I don't particularly know why I'm thinking about that. Could be because as I write this I am listening to the Benedictine Monks of Santo Domingo de Silos chanting. Something about Gregorian Chant - I don't know quite what it is. Otherworldly, perhaps. Ethereal comes to mind as well. Having spent some time in Benedictine monasteries (not as a monk, just as a guest) I have been able to witness this first hand. One monastery I had the privilege of being a guest at in western Massachusetts does their entire monastic horarium (the Liturgy of the Hours as well as the Daily Mass) in Latin. I had help following along from one of the brothers, who was very kind and took the time to mark all of the places in their missals and hymnals that I would have to turn to for a particular part of whatever hour of prayer it was. The only thing I had going for me is that I have some grounding in Church Latin, so it was easier for me than I expected. The only parts of any of the hours, or Mass, that were in English were Scripture readings and the holmilies of the priests that were the Mass celebrants. Otherwise it was all Latin. Other monasteries I've been to (St. Anselm, Glastonbury Abbey in Hingham, and the Trappists in Spencer) did everything in English, except for the Marian antiphon at the end of Compline. But even in those places the Chant was still beautiful, mystifying, and above all else, holy.
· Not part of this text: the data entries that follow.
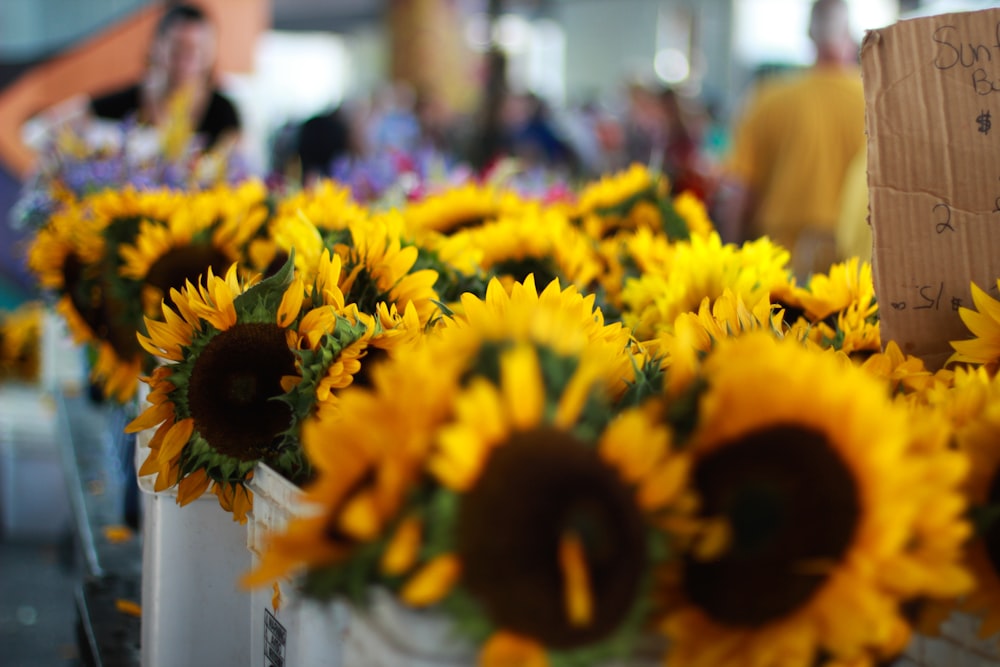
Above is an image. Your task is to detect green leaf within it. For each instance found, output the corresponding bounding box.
[233,248,295,322]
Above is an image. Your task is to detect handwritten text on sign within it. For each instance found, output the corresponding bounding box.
[861,9,1000,368]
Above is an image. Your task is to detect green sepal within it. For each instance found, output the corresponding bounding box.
[968,503,1000,537]
[666,376,708,444]
[657,197,691,241]
[181,431,257,484]
[275,315,379,430]
[618,355,664,408]
[233,248,295,323]
[410,246,489,304]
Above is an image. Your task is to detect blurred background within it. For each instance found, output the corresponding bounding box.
[0,0,996,666]
[0,0,993,307]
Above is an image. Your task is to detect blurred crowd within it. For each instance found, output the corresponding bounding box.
[271,75,726,199]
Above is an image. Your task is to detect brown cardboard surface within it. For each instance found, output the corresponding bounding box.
[861,9,1000,368]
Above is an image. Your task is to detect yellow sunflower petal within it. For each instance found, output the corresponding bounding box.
[382,516,423,576]
[479,631,549,667]
[400,554,462,607]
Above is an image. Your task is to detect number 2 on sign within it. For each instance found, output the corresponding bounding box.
[913,281,944,310]
[931,202,955,234]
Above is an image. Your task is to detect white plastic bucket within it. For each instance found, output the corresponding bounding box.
[247,465,663,667]
[898,612,1000,667]
[39,309,87,391]
[246,465,324,667]
[136,432,251,667]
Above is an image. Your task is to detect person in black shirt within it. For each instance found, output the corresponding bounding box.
[90,4,240,149]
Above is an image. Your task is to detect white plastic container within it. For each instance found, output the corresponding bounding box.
[136,433,251,667]
[247,466,663,667]
[247,465,475,667]
[39,309,87,391]
[246,465,324,667]
[0,382,71,541]
[898,612,1000,667]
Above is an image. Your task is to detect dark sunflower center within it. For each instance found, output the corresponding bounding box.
[344,259,388,313]
[441,215,486,236]
[683,426,861,628]
[264,249,288,277]
[458,428,646,648]
[351,345,389,388]
[146,243,232,294]
[493,257,559,287]
[324,467,378,547]
[62,253,104,333]
[983,468,1000,574]
[188,323,295,461]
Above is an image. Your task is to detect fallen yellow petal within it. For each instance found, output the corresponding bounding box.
[115,599,142,618]
[559,533,594,627]
[104,526,135,544]
[479,630,549,667]
[400,554,462,607]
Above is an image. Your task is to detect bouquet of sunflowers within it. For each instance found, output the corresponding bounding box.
[105,167,1000,667]
[0,301,42,382]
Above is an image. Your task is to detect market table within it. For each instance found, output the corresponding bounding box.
[54,392,142,667]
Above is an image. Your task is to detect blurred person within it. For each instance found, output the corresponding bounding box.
[89,4,241,149]
[716,0,865,279]
[617,81,665,169]
[836,145,872,262]
[294,105,358,185]
[365,81,420,154]
[507,93,578,171]
[659,88,712,200]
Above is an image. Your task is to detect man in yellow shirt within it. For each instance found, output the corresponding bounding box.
[719,0,865,280]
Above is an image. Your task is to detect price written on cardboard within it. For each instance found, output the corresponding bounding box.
[861,8,1000,368]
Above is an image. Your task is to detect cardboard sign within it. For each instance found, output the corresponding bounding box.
[861,9,1000,369]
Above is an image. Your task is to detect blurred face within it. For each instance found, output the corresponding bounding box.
[157,21,215,87]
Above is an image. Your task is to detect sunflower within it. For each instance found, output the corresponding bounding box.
[441,275,637,399]
[671,190,715,236]
[789,257,877,322]
[333,212,439,325]
[118,182,267,317]
[284,303,423,420]
[403,183,526,242]
[0,301,42,381]
[275,179,368,232]
[440,207,601,289]
[401,343,686,665]
[260,180,369,282]
[861,340,936,398]
[244,332,462,596]
[664,333,971,667]
[597,227,673,310]
[647,288,797,398]
[126,263,304,523]
[930,367,1000,638]
[947,280,1000,373]
[622,233,790,340]
[28,205,104,344]
[574,164,689,239]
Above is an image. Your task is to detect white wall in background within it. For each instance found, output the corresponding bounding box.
[733,0,899,67]
[223,31,384,172]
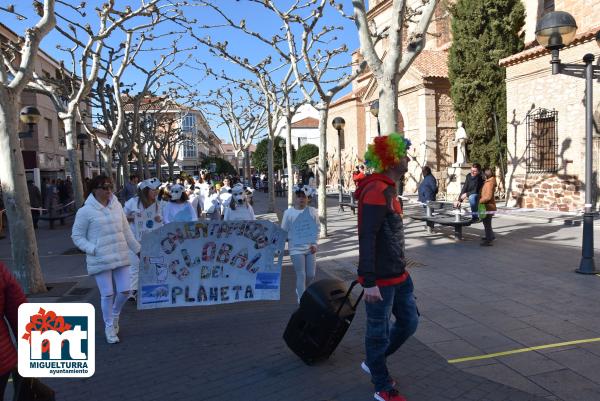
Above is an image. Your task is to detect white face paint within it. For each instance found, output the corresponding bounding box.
[169,184,183,200]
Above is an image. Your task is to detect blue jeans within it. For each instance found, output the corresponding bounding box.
[469,194,479,220]
[365,277,419,391]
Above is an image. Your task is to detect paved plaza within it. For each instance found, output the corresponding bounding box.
[0,194,600,401]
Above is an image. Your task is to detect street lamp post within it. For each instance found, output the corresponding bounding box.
[77,132,88,182]
[535,11,600,274]
[331,117,346,211]
[369,100,381,136]
[279,139,290,187]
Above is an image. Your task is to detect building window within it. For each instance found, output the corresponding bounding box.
[526,109,558,173]
[58,120,67,147]
[181,115,196,132]
[183,140,198,159]
[44,118,52,138]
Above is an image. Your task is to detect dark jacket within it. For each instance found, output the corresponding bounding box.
[479,177,496,212]
[419,174,437,203]
[356,174,407,288]
[27,182,42,207]
[0,263,27,376]
[460,174,483,195]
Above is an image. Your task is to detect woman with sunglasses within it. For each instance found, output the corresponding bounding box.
[71,175,140,344]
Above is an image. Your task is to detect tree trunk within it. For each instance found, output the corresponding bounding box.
[267,135,275,213]
[137,141,146,181]
[317,104,329,238]
[285,112,295,207]
[154,156,162,181]
[59,113,85,208]
[244,148,252,186]
[119,154,131,188]
[100,146,117,180]
[379,78,398,136]
[0,94,47,294]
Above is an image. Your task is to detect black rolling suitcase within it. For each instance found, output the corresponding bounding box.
[283,279,363,365]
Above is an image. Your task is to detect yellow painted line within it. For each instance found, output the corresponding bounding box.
[448,337,600,363]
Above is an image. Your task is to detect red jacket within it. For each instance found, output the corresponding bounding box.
[0,263,27,376]
[355,174,408,288]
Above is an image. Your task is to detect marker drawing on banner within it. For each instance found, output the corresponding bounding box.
[290,208,319,246]
[138,220,286,309]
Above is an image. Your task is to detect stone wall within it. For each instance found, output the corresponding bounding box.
[505,40,600,207]
[510,174,585,211]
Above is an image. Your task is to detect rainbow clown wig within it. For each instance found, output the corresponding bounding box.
[365,132,410,173]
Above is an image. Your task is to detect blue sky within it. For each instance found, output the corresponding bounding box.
[0,0,358,142]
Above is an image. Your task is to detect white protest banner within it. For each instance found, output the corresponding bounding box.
[138,220,286,309]
[290,208,319,246]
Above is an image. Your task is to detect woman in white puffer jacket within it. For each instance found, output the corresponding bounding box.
[71,175,140,344]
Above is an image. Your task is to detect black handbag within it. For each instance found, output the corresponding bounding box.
[13,375,56,401]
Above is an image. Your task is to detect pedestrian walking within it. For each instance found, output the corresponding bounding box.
[27,180,42,230]
[123,178,163,301]
[454,163,483,221]
[162,184,198,224]
[0,262,27,400]
[223,184,256,221]
[356,133,418,401]
[219,178,231,218]
[479,168,496,246]
[71,175,140,344]
[281,186,319,303]
[419,166,438,204]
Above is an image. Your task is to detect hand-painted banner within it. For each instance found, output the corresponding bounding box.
[138,220,287,309]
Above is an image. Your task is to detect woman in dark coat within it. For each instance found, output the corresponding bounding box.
[0,263,27,400]
[419,166,438,204]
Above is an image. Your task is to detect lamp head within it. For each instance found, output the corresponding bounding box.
[331,117,346,131]
[19,106,41,124]
[369,99,379,117]
[535,11,577,50]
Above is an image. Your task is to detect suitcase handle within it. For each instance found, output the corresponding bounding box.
[336,280,365,315]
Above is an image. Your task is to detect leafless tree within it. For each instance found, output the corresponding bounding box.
[0,0,56,293]
[206,83,267,182]
[352,0,439,134]
[243,0,366,238]
[27,0,185,207]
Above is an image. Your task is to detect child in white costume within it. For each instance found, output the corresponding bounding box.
[163,184,198,224]
[202,186,221,220]
[281,186,319,303]
[123,178,163,300]
[223,184,255,221]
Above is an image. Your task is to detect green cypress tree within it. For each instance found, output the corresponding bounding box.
[448,0,525,167]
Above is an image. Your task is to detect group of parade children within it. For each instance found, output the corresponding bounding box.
[71,167,319,344]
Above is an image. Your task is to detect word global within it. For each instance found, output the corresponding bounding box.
[171,285,254,304]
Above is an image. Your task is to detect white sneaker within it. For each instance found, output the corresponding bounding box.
[113,315,119,335]
[104,326,119,344]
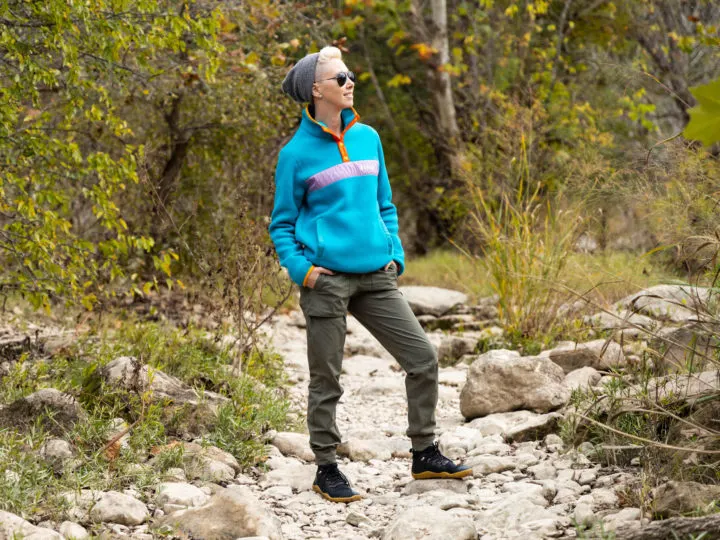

This has turned out to be somewhat random, almost a form of free association with what is going on around me right now. But I felt like I just needed to meander a little but. I'm putting up two video clips for viewing. The first one is a slide show with the Emerson, Lake, and Palmer song "I Believe in Father Christmas" as the theme behind it. The second is a performance by one of the finest guitarists I know of, "The Water Is Wide" by Ed Gerhard of Center Strafford, NH.

Enjoy these.


Fr. Peter said...

I was a monk at Glastonbury Abbey for five years it is a great place.

manchmedic said...

It is indeed. I'm still in contact with Fr. Gerald - he's awesome.